Berdasarkan penelitian Tobacman, ditengarai carrageenan dapat menyebabkan peradangan atau inflamasi yang memicu kanker. Namun, petisi tersebut ditolak US FDA pada Juni 2008.

Namun, petisi Tobacman pada Maret 2013 dijadikan dasar oleh organisasi nirlaba Cornucopia Institute untuk kembali mendorong publik agar mendesak Dewan Standar Organik AS atau National Organic Standards Board (NOSB) agar mengeluarkan carrageenan dari daftar bahan pangan organik.

"Rencananya, pada November 2016 NOSB akan menentukan apakah carrageenan tetap akan masuk pada National List of Allowed and Prohibited Substances yang diperbolehkan dalam makanan organik atau tidak, setelah sebelumnya mendapat masukan dari berbagai pihak," ujar Dody.

Saat ini, lanjutnya, konsumsi pangan organik di dunia menunjukkan tren peningkatan karena didorong isu-isu kesehatan.

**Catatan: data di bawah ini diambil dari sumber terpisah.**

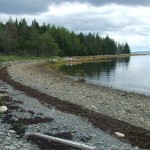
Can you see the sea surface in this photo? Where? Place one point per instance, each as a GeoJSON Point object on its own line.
{"type": "Point", "coordinates": [130, 74]}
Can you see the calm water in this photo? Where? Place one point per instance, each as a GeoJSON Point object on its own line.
{"type": "Point", "coordinates": [131, 74]}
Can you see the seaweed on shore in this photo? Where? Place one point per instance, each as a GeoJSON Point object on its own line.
{"type": "Point", "coordinates": [137, 136]}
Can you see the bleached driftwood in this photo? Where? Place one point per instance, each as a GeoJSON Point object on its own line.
{"type": "Point", "coordinates": [67, 142]}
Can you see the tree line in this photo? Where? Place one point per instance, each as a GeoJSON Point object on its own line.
{"type": "Point", "coordinates": [18, 38]}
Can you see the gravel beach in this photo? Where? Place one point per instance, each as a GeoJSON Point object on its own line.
{"type": "Point", "coordinates": [127, 107]}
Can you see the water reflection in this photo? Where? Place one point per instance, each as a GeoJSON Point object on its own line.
{"type": "Point", "coordinates": [130, 73]}
{"type": "Point", "coordinates": [96, 69]}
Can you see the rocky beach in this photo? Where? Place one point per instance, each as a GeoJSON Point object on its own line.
{"type": "Point", "coordinates": [88, 113]}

Apabila produk rumput laut dikeluarkan dari daftar bahan pangan organik, maka hal itu akan merugikan Indonesia.

Dody menegaskan, saat ini Direktorat Pengamanan Perdagangan Kemendag secara aktif memantau perkembangan rencana delisting terhadap produk rumput laut tersebut.

"Kami harapkan kerja sama dari Kementerian/Lembaga terkait, asosiasi dan akademisi guna membahas langkah-langkah yang dapat membatalkan rencana delisting produk rumput laut tersebut," ujar Dody.

Selain itu, Dody meminta terus dilakukan pembinaan kepada pelaku usaha produk kelautan Indonesia untuk menjaga kualitas rumput laut sehingga menghasilkan mutu yang baik sebagai bahan pangan organik agar ekspor rumput laut Indonesia di pasar international terjaga keberlangsungannya.

Selama ini, Indonesia merupakan pemasok utama dunia untuk komoditas rumput laut dengan pangsa pasar 41 persen pada 2013. Lima negara pemasok rumput laut terbesar dunia adalah Indonesia, Korea Selatan, Chili, Tiongkok dan Irlandia.

Pada tahun 2015, tercatat ekspor Indonesia mencapai US$160,41 juta, setelah mencatatkan ekspor tertingginya pada 2014 yang mencapai US$206,3 juta.